There’s a long pause after I ask the hard question. As I watch her take in her appearance, I see the moment she breaks. Tears well in her eyes. As the moisture breaks over her lash line, tears streak her flawless face, and as much as I hate seeing them fall, I know this moment is what we need. A chance to be vulnerable with each other. To work through all the barriers we keep in place guarding our hearts.

At this moment, I’m going to see the real Chloe Mariano. The beautifully sweet, damaged girl she keeps hidden behind locked doors.

Finally breaking down as the tears stream down her face, her eyes find mine in the mirror. She wants me to see how she feels at this moment. “I see a six-year-old girl who isn’t good enough.

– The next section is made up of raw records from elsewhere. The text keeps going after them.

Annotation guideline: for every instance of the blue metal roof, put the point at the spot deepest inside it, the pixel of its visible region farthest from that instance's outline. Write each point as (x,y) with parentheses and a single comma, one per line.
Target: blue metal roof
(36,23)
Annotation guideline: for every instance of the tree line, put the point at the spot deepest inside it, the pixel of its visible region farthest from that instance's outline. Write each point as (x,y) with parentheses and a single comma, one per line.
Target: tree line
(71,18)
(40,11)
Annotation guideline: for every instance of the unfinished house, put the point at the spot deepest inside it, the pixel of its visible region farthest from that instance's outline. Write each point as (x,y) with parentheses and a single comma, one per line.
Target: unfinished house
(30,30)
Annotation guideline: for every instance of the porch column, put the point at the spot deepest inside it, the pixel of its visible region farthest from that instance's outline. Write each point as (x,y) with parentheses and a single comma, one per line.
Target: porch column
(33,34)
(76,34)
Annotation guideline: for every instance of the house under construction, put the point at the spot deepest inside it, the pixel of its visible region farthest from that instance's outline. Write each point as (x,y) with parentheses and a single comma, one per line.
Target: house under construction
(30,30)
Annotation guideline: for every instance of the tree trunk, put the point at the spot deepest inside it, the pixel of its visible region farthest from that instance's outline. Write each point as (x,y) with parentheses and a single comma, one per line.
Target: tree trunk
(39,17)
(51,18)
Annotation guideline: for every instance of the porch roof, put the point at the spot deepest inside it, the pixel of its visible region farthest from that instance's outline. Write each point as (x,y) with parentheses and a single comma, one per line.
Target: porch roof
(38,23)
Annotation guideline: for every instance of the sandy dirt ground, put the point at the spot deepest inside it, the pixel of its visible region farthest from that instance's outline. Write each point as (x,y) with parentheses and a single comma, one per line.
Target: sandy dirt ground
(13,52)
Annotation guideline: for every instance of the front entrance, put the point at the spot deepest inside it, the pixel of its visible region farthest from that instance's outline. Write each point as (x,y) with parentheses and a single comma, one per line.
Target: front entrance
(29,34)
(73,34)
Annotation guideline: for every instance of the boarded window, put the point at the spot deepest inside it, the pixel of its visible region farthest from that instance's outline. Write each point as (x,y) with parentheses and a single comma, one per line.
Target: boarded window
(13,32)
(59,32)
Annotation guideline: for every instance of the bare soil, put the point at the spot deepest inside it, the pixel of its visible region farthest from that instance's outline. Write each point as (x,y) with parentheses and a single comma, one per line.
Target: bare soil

I see the little girl who wasn’t even good enough for her mom to stay.”

Sobs rack through her body as her knees weaken. Pulling her tight to my body, she collapses her weight in my arms as the sobbing continues. “You are enough. You are more than enough, Wildflower.”

“I wasn’t enough for you two years ago,” she says in between sobs. My chest breaks as I realize all the damage I did to her over my selfish behavior.

For years she’s battled the feeling of not being enough and the abandonment by her mom, and here I did the same damn thing.